It appears that things are finally starting to turn around for the IT industry, after the industry bellwether Cisco published some decent results for once.
Analysts tend to look to Cisco to decide the pattern for the rest of the industry. This is because it tends to get big government and corporate contracts, and if it does well, then the chances are the bigger contracts are buying.
Cisco posted a higher than expected quarterly profit and said current-quarter revenue could increase
In a statement, chief executive John Chambers said the company was seeing some good signs in the United States and that other parts of the world are “encouraging”, and he is predicting a continued slow steady recovery on a global basis.
Chambers said that with cloud, mobility and video all coming together, talk about the Internet of Everything and unprecedented new opportunities for businesses and consumers. Cisco is excited about the future.
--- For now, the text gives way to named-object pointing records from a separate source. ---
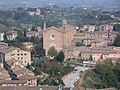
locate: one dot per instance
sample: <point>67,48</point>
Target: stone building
<point>58,37</point>
<point>11,35</point>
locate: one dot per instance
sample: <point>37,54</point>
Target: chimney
<point>44,26</point>
<point>60,87</point>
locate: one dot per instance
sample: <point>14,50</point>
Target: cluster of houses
<point>13,34</point>
<point>13,71</point>
<point>96,45</point>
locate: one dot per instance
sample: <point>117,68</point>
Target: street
<point>73,77</point>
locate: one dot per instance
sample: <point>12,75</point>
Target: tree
<point>116,27</point>
<point>60,57</point>
<point>52,52</point>
<point>117,41</point>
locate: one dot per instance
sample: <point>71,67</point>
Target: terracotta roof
<point>69,27</point>
<point>10,32</point>
<point>22,70</point>
<point>32,32</point>
<point>11,62</point>
<point>7,49</point>
<point>27,43</point>
<point>53,28</point>
<point>26,77</point>
<point>13,82</point>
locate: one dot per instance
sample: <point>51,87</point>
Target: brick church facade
<point>58,37</point>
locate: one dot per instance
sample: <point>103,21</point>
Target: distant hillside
<point>64,3</point>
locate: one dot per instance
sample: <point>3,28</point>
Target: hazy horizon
<point>62,3</point>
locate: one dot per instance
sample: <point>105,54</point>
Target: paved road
<point>73,77</point>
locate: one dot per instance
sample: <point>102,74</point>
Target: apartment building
<point>10,53</point>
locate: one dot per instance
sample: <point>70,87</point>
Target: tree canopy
<point>52,52</point>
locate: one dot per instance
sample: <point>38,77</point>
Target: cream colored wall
<point>47,42</point>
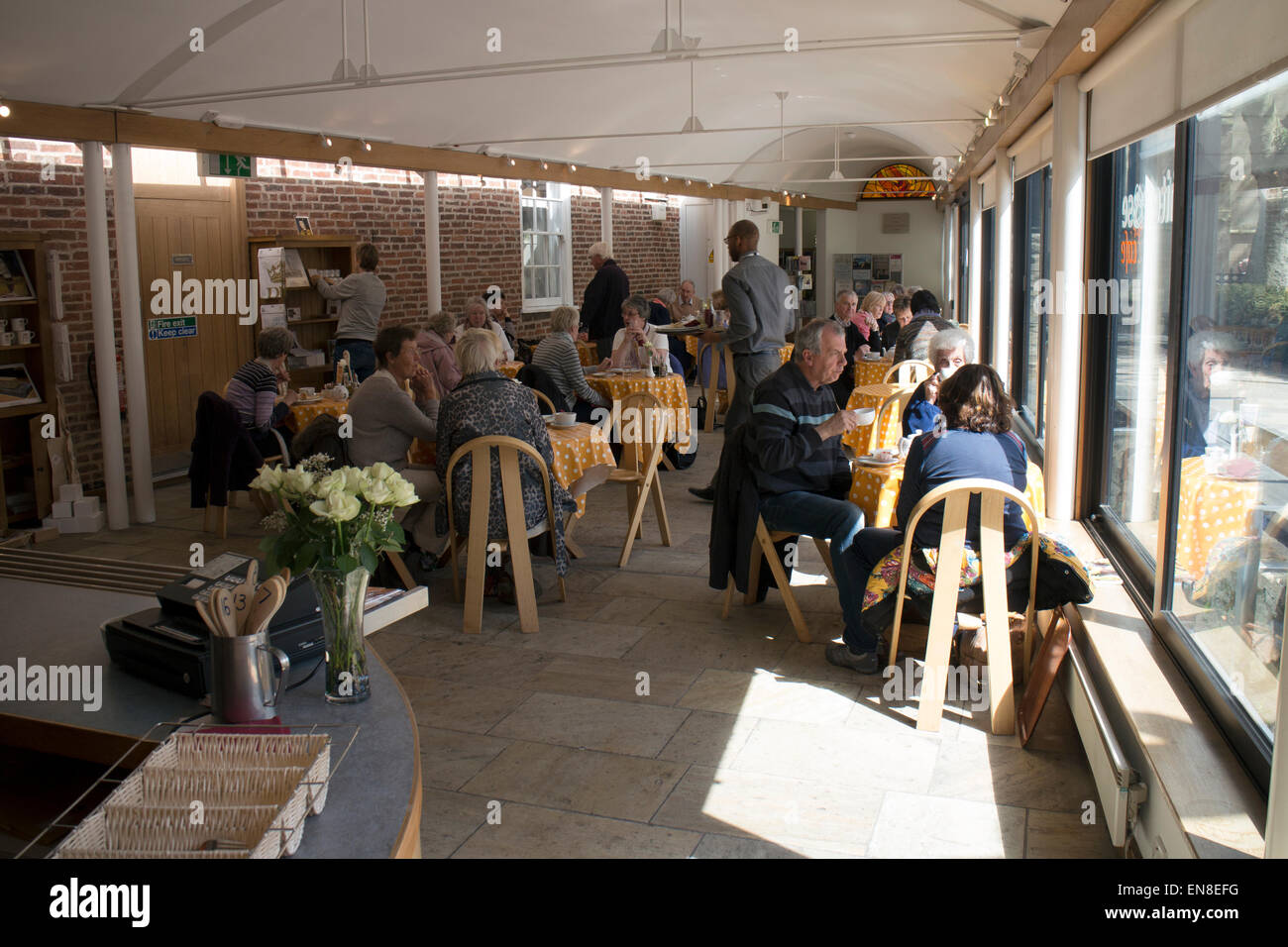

He predicted that revenue will grow in a range of four to seven percent from a year ago. If this is the case it should be making about $12.16 billion to $12.5 billion.
“Cisco is executing at a very high level in a slow, but steady economic environment. We are especially pleased with our ninth consecutive record revenue quarter. We are starting to see some good signs in the US and other parts of the world which are encouraging,” Chambers said.
The results might show that Cisco is not the industry bellwether that analysts claim. In fact some of its rivals have already predicted much lower forecasts for the current quarter.
Juniper Networks and Big Blue suffered and complained that the US government was cutting back too much and not spending on computer systems.
Chambers said revenue from the US federal government was down three percent in the quarter due to spending cutbacks, but this was offset by increased state and local government spending which boosted overall US public sector revenue by five percent. It is odd that Juniper and IBM didn’t notice this.
Cisco reported that its profit for the third quarter grew to $2.5 billion from $2.17 billion a year ago. Revenue rose more than five percent to $12.2 billion from $11.6 billion .
Cisco forecast fourth-quarter gross margins of 61 to 62 percent which were not all that gross really.